About 50 migrants were missing after their boat overturned some 100 kilometers (60 miles) south of Spain's Canary Island of El Hierro in the Atlantic Ocean, Spanish media reported Monday.
The national marine rescue service said one of its helicopters rescued nine people who were found clinging to the boat Monday morning following a warning call from a merchant vessel in the area.
State news agency Efe said that once transferred to El Hierro airport, the rescued migrants reported that 60 of them had set sail nine days ago and that the open-topped wooden boat ran into problems Saturday.
The rescue service was unable to say how many people may have been on the boat and no one was available to comment at Civil Guard police offices in the Canary Island capital of Santa Cruz de Tenerife.
Efe said the migrants were of sub-Saharan origin.

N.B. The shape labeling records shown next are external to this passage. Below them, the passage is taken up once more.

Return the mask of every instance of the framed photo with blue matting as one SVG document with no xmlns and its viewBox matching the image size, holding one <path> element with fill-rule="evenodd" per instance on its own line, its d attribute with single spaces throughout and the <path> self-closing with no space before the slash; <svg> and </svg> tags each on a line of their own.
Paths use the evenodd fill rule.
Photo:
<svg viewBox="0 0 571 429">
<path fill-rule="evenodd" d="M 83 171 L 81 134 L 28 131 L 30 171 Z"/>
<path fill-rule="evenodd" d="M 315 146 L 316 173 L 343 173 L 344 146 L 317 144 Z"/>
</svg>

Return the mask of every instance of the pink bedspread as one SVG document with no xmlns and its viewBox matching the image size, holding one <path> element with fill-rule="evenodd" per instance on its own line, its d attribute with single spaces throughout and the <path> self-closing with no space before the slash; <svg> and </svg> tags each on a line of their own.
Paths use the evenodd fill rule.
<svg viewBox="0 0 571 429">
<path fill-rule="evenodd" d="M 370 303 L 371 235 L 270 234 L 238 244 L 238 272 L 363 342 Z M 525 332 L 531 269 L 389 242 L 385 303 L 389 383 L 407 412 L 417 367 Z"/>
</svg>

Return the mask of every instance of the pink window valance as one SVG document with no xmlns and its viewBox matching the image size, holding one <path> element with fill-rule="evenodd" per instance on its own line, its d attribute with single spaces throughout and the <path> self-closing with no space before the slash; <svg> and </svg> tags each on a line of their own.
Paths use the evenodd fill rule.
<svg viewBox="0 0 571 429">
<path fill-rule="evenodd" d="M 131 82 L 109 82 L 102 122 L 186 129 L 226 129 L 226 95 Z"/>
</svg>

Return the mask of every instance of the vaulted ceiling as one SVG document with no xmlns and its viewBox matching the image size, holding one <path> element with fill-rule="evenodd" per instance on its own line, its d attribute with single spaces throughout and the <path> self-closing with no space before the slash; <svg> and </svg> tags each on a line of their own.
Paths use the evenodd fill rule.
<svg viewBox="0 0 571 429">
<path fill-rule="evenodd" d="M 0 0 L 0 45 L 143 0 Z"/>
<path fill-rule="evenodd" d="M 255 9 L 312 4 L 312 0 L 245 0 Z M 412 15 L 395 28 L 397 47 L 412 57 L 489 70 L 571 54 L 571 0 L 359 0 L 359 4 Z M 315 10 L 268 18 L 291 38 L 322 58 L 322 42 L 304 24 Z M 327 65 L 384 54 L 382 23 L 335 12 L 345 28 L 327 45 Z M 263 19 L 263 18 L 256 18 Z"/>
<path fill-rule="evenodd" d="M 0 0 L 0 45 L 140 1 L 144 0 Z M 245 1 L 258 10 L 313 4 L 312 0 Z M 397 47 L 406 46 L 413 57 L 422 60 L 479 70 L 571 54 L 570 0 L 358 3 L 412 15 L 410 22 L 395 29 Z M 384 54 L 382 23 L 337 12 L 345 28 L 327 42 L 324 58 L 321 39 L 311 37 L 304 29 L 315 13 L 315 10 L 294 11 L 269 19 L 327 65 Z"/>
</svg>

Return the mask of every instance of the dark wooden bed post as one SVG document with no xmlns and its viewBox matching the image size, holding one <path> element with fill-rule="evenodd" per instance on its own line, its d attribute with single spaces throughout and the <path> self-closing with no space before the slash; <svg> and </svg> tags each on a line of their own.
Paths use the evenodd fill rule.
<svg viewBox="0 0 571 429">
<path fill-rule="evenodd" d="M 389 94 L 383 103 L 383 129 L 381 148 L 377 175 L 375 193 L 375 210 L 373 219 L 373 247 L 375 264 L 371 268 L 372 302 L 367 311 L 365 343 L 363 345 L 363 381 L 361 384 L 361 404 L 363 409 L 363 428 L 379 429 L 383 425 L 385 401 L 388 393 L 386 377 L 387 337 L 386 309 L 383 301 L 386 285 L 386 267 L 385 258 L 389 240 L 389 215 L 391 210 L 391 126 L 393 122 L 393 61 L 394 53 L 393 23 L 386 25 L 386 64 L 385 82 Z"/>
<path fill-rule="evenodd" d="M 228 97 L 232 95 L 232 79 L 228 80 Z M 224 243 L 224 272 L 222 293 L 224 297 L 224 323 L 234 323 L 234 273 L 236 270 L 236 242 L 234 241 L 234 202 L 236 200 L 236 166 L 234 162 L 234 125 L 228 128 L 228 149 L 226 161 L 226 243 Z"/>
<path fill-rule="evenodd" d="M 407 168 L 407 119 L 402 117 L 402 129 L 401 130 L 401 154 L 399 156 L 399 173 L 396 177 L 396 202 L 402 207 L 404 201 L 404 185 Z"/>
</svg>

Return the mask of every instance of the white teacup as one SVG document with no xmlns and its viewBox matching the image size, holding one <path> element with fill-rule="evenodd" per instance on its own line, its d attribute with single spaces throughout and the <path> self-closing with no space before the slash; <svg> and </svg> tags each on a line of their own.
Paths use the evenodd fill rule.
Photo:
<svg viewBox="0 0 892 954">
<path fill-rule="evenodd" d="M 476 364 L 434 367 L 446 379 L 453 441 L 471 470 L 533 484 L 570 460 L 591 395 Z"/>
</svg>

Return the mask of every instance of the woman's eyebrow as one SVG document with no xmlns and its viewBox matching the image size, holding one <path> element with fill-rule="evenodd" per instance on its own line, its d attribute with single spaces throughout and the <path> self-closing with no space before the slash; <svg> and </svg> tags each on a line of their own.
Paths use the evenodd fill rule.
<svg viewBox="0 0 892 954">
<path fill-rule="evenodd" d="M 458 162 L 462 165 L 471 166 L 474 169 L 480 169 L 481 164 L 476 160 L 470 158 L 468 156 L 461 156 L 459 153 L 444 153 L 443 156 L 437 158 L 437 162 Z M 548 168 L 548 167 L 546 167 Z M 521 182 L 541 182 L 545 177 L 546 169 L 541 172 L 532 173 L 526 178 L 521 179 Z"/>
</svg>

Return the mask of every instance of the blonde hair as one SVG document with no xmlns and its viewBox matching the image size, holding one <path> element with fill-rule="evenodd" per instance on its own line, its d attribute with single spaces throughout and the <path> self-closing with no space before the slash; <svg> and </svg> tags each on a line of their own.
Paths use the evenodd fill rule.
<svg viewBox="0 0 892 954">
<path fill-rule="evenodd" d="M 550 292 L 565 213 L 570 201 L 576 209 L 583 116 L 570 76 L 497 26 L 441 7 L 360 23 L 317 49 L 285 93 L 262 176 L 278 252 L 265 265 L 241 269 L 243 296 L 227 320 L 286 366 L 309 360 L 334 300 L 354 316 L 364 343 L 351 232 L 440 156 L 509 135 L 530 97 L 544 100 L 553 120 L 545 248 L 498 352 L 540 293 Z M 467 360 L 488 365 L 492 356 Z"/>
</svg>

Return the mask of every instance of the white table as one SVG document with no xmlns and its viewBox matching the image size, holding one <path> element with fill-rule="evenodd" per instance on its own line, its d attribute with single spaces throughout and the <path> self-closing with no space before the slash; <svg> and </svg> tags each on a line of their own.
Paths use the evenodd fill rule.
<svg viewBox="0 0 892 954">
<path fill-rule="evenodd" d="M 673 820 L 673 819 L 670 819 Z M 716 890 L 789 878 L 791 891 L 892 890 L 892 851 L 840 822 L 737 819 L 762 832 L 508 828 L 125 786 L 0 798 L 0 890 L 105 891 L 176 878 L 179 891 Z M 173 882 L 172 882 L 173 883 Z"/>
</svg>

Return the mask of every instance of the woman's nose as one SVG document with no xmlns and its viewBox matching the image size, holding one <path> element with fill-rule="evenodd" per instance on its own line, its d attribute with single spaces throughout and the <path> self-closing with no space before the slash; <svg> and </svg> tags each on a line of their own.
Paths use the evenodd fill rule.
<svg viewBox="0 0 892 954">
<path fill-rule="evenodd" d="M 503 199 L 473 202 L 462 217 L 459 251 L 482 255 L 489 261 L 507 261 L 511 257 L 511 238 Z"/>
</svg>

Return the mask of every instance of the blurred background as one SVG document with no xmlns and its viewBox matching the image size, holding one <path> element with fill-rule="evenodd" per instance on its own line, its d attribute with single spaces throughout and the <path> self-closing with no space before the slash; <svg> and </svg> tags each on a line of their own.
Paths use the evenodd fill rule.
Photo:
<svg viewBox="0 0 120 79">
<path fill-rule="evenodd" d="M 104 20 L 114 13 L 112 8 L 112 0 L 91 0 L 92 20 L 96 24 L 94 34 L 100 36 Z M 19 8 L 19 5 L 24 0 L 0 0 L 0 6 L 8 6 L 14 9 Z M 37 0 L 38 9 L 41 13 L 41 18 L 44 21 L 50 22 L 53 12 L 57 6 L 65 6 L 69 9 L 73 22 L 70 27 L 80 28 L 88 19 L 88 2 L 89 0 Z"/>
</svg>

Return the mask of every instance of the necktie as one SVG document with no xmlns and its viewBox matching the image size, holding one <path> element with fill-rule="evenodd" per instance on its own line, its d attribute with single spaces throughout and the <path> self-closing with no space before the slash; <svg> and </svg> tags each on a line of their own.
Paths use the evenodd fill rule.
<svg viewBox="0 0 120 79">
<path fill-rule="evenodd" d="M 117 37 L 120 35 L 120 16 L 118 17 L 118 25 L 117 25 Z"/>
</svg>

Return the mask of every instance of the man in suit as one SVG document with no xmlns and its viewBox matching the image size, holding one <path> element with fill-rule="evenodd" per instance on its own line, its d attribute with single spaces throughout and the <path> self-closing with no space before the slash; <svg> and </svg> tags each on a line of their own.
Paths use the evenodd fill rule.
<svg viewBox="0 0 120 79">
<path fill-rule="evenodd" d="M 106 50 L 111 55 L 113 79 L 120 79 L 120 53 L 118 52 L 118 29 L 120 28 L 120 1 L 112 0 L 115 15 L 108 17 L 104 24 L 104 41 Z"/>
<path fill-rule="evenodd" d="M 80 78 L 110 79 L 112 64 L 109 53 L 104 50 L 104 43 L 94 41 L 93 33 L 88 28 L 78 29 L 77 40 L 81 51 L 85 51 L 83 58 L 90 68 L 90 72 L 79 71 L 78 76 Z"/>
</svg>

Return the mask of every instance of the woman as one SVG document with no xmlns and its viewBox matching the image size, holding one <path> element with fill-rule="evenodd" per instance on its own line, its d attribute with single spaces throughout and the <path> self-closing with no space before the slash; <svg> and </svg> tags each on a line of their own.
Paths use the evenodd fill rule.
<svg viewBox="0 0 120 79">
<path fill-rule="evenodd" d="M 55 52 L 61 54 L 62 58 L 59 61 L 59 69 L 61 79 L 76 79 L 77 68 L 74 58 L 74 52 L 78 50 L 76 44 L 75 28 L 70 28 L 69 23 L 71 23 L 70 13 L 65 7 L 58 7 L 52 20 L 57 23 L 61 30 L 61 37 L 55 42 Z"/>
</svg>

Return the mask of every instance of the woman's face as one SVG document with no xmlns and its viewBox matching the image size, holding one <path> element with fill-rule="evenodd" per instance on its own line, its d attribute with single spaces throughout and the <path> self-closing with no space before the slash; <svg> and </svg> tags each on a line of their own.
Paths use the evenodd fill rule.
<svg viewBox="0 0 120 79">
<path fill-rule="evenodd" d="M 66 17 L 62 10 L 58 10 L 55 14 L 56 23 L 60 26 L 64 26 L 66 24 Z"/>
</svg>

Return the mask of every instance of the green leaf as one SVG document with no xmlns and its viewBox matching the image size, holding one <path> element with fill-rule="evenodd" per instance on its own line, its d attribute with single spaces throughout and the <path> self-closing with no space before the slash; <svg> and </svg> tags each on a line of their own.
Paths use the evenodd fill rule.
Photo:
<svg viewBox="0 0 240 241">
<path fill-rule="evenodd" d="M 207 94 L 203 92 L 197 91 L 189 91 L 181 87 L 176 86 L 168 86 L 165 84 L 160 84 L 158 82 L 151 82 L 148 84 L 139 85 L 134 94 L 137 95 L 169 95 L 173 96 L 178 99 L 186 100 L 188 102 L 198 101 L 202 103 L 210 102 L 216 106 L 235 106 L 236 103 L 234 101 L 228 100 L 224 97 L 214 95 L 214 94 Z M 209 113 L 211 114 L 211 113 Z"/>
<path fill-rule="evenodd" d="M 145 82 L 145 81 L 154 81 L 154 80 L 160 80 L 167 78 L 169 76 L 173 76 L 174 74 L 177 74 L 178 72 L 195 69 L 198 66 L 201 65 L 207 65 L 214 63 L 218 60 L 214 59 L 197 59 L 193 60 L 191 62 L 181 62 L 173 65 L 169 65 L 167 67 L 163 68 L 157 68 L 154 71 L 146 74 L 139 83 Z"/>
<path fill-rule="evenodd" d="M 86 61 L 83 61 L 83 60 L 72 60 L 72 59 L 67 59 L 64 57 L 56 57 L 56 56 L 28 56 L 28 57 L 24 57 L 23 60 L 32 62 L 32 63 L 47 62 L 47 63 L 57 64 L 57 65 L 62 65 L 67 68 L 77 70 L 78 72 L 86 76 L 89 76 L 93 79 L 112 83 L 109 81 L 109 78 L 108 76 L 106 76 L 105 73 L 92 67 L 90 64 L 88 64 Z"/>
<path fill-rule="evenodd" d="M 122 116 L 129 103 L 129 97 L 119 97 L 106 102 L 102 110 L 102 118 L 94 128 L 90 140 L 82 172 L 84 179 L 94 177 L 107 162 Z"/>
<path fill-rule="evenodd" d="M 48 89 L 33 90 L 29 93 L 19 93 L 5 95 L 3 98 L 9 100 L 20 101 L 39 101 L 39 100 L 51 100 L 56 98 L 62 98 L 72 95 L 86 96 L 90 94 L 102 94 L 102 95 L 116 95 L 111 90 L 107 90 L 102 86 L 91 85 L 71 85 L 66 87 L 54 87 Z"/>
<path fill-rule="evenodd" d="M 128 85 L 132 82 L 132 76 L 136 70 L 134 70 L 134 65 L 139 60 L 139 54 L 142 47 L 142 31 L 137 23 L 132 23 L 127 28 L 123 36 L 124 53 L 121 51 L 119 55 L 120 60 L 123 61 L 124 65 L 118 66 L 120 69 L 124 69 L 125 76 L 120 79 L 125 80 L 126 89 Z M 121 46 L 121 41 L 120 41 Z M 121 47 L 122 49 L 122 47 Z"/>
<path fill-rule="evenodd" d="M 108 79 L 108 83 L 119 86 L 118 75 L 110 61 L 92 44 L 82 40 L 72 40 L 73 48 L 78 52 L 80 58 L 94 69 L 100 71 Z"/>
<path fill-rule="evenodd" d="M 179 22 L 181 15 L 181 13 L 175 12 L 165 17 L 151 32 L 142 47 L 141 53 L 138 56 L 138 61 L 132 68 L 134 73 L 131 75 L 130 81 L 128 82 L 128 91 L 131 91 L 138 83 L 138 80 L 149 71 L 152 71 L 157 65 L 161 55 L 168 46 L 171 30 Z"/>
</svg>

There were no details on which country they had sailed from.
Tens of thousands of migrants from sub-Saharan countries fleeing poverty, conflict and instability in West Africa try to reach Spain each year by boat. Most go in large open vessels to the Canary Islands in the Atlantic, while others from Morocco, Algeria and Middle Eastern countries try to cross the Mediterranean Sea and Atlantic Ocean to mainland Spain. Several thousand die during the hazardous journey.
The Interior Ministry says 16,621 migrants arrived in Spain by boat between Jan. 1 and April 15, up by 11,681 in the same period last year. The vast majority arrived on the Canary Island route.